What does the coronavirus test really look for? What does a positive test mean?

Dr. Frank McGeorge answers viewer question about coronavirus

What does the coronavirus test really look for? What does a positive test mean?
What does the coronavirus test really look for? What does a positive test mean?

DETROIT – There’s a lot of information and misinformation out there about the coronavirus, so Local 4 is letting viewers submit questions so we can find verified answers.

Click here if you want to submit a question about the coronavirus.

Dr. Frank McGeorge wants to verify or refute any information about the coronavirus, but there are also some questions experts still don’t know the answer to. McGeorge is discussing them because acknowledging what we don’t know is just as important as verifying information so people don’t rely on incorrect answers.

Cornavirus testing

Doctors testing for coronavirus put a swab in the patient’s nose to get a sample of the cells and mucus in the area way back inside. They also routinely get a throat swab.

In many circumstances, other samples will be collected and sent to a lab.

Viewers from Dearborn to Troy have asked if the standard coronavirus test can tell if you have been infected but recovered.

The answer is no. The swabs are subjected to an advanced process called PCR, or polymerase chain reaction, test. It uses well-established technology to look for genetic material -- the RNA -- that’s specific to the new virus, SARS-COV-2, the cause of COVID-19.

If it is present, that means there is an active virus. Detection of the viral genetic material is dependent on collecting a good sample, which is why doctors swab thoroughly.

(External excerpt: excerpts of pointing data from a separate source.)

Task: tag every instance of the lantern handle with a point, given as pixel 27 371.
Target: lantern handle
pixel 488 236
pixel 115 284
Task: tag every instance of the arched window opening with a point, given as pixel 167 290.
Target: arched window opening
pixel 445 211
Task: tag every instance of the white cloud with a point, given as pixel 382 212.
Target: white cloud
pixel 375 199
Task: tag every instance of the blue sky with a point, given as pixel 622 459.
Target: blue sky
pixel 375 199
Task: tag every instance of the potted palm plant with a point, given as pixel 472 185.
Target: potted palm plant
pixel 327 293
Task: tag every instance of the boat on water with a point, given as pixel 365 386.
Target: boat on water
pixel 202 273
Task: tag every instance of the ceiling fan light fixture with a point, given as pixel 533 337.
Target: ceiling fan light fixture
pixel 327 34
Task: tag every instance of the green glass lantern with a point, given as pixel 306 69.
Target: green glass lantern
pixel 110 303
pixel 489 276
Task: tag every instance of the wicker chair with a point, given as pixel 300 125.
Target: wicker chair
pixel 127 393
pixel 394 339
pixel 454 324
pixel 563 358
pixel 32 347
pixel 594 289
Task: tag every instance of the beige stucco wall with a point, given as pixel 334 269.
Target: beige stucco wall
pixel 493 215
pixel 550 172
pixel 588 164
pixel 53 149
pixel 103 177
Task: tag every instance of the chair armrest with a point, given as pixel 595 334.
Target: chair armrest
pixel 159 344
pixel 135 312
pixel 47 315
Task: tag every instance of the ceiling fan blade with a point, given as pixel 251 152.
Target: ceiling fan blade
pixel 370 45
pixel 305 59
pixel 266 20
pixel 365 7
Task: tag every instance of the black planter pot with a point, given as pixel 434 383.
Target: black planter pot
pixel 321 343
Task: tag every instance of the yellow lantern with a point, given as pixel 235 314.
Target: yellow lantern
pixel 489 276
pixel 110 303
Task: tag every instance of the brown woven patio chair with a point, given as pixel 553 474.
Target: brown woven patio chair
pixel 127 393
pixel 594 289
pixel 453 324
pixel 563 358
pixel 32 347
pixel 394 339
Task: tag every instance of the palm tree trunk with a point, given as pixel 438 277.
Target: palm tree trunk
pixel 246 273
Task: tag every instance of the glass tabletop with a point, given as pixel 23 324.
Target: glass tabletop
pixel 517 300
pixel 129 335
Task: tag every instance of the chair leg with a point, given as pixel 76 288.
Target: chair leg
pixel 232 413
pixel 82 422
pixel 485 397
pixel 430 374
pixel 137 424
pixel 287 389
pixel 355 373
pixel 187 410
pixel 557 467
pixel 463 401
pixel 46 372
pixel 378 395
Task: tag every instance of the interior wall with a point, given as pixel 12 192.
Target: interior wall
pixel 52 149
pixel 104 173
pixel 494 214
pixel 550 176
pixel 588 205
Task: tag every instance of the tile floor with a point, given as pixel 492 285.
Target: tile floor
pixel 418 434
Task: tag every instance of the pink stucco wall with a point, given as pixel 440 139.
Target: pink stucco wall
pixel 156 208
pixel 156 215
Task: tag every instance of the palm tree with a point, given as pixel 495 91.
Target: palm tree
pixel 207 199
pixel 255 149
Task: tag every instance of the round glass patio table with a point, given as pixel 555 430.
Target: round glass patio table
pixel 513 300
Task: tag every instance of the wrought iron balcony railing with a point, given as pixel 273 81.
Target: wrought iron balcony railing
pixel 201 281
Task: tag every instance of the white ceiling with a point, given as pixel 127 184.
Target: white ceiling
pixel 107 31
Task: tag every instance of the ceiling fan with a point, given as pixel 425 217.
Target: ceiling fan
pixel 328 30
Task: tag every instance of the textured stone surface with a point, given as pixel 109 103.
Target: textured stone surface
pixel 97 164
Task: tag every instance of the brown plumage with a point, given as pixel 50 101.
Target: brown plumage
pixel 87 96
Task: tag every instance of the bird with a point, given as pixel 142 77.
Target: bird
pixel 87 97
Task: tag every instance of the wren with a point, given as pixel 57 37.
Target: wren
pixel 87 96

If the test is negative but the person actually has COVID-19, it’s called a false negative. There are several possible explanations for a false negative:

  • The sample might not have been adequate.
  • The test might have been faulty, which can happen a small percentage of the time.
  • The person might be too early in their course and aren’t shedding enough viral particles to be detected.
  • The person might have recovered and are no longer shedding particles.

These reasons are why in high-risk cases, the tests might be repeated.

The test doesn’t determine if you have previously been infected. Researchers have a blood test that determines if a person has developed antibodies to the virus. If positive, that would indicate exposure and recovery. This antibody test is not yet available for clinical use in the United States.

Once someone has been diagnosed with COVID-19, public health officials repeat the testing after recovery to ensure that sequential tests are negative and the individual is recovered.